Capital Gain Vs Yield

30 April 2017


Like the eternal battle of good versus evil, the opinions about Capital Gain versus High Yield when it comes to property investment rage on. Both points of view have their Pros and Cons and, in reality, there is no blanket right or wrong answer. The post Capital Gain Vs Yield appeared first on Aspect Buyer's Agency.

Capital Gain Vs Yield

Like the eternal battle of good versus evil, the opinions about Capital Gain versus High Yield when it comes to property investment rage on.

Both points of view have their Pros and Cons and, in reality, there is no blanket right or wrong answer.

The way forward for any investor will be based on their individual circumstances and their position or taste for either option will change over time and possibly from property to property.

Whilst Capital Gain is often seen as good measure of how well an investment has performed, thus how successful your investment has been, it’s not the only thing to consider.

There is no doubt that the quickest way to put equity into a property is through fast Capital Gain, this can be achieved by either buying at a below value price, a rising market, renovation or addition that results in an increase in value. The problem with Capital Gain is that it does not pay the mortgage, the rates, pay for repairs and other costs associated with owning the property. There are many people who are asset rich but cash poor and struggle to feed themselves week to week, even though they may be sitting on million dollar assets. It can be very difficult to realise your Capital Gain wealth if it requires you to sell your home or principle source of income. You also can’t retire on Capital Gain.

This is where the old adage of “Cash is King” starts to kick in. The benefit of good yield or return is that once you have covered your holding costs you can then do as you please with the extra cash.

Investment that provides a proper return will be the long term answer to sustained and continual growth. Once the principle is paid off, and the property is maintained, the income can be used to either enjoy or reinvest. Whilst you are in the growth phase, reinvestment would be the preferred option as the compounding effect of reinvested capital can be huge over the life of the investment.

The best result would be to achieve suitable yield coupled with sustainable capital growth. So unsurprisingly at this point, an investment that supplies good yield with Capital growth is often on the menu when I’m talking to clients.

How to achieve this is the tricky part. There’s no point looking for the silver bullet as they just don’t exist. You need to create them or use multiple properties which have different jobs to do, it’s about creating a plan on how the property, the finance, the ownership structure, and property markets all work together to give you the result you are looking for.

An example of where this situation has been created, is if you purchased property in Dubbo in 2013 or earlier, with good yield you would on average realised almost 24% increase in property values, whilst achieving gross yields of between 5.0% – 6.0%, which for residential property is not a bad result.

The graph below shows the Median Price of all homes in Dubbo NSW between 2008-2017. The graph shows the 10 year average year on year to be about 6.0% capital growth per annum or 61% overall.

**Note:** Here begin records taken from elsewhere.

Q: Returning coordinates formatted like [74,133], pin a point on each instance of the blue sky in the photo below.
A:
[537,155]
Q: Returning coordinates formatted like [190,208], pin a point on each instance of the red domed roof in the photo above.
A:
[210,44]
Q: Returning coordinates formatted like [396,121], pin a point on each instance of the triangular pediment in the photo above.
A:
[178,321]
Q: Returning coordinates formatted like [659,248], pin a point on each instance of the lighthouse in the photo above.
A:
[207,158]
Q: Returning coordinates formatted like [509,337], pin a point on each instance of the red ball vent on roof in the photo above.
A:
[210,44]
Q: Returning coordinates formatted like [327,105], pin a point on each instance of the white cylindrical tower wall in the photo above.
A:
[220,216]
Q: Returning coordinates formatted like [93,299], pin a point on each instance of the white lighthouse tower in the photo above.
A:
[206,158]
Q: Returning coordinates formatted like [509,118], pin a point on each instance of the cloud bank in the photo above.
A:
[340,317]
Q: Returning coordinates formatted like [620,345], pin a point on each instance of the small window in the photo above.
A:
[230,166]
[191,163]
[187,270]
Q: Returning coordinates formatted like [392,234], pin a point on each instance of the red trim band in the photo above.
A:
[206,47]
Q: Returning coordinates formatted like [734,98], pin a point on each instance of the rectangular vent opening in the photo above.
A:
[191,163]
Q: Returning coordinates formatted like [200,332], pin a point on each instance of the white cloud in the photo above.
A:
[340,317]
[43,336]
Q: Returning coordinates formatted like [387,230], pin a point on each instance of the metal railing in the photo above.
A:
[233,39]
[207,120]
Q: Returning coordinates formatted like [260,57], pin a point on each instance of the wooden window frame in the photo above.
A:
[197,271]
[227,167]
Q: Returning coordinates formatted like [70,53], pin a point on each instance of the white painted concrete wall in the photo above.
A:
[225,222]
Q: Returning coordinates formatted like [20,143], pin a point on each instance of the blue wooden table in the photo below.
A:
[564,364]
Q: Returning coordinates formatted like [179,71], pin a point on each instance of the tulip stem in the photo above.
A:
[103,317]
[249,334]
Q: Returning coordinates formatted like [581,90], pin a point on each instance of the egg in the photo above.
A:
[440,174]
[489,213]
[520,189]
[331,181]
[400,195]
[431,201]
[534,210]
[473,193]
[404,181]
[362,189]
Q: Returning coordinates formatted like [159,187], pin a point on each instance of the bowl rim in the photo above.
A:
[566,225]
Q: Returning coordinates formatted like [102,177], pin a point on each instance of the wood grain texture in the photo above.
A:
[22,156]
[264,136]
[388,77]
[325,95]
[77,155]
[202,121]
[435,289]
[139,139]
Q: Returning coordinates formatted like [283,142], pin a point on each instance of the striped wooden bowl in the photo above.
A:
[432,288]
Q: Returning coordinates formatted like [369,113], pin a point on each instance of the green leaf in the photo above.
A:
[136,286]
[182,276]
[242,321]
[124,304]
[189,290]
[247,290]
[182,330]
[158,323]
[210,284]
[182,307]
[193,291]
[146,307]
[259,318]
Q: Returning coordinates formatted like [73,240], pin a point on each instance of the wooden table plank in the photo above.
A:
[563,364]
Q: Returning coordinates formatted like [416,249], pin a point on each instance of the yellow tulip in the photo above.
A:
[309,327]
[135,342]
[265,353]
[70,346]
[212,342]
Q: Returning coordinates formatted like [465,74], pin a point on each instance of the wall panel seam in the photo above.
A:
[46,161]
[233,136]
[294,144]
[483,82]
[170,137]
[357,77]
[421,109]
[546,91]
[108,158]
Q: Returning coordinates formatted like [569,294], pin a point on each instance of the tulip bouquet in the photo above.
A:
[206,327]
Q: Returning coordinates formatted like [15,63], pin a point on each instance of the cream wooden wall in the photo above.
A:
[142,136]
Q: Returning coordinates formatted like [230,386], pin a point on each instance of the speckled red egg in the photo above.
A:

Sydney by comparison has moved almost 57.0% since 2013 with most of this movement occurring over 2015/2016, although almost doubling since 2008. Whilst gross yields for the Sydney Market over the same period have dropped from around 4.5% in 2013 to now under 3.0% and are continuing to fall.

 

When comparing Dubbo with other capital cities, it’s performing quite well in comparison as depicted above.

Dubbo has been used as the case study but many other regional cites have also shown similar results over the period.

Whilst Dubbo appears to be slowing in the capital gain department, some sectors of the Orange market are going great guns, our research into the market has revealed some glaring holes in the market where some real opportunities are available. There are some big expectations for the Orange market throughout 2017, if you know what to buy.

Regional properties may not come with a “Sexy” capital city address, but when you are looking for consistent “workers” who are doing the job you need them to, regional property investments are going really well. So if you don’t have $1,000,000 spend or if you do and you need more than 3.0% on your money, consider looking outside the capital cities for the closest thing you will find to the Holy Grail of solid Capital Growth and Good Yield.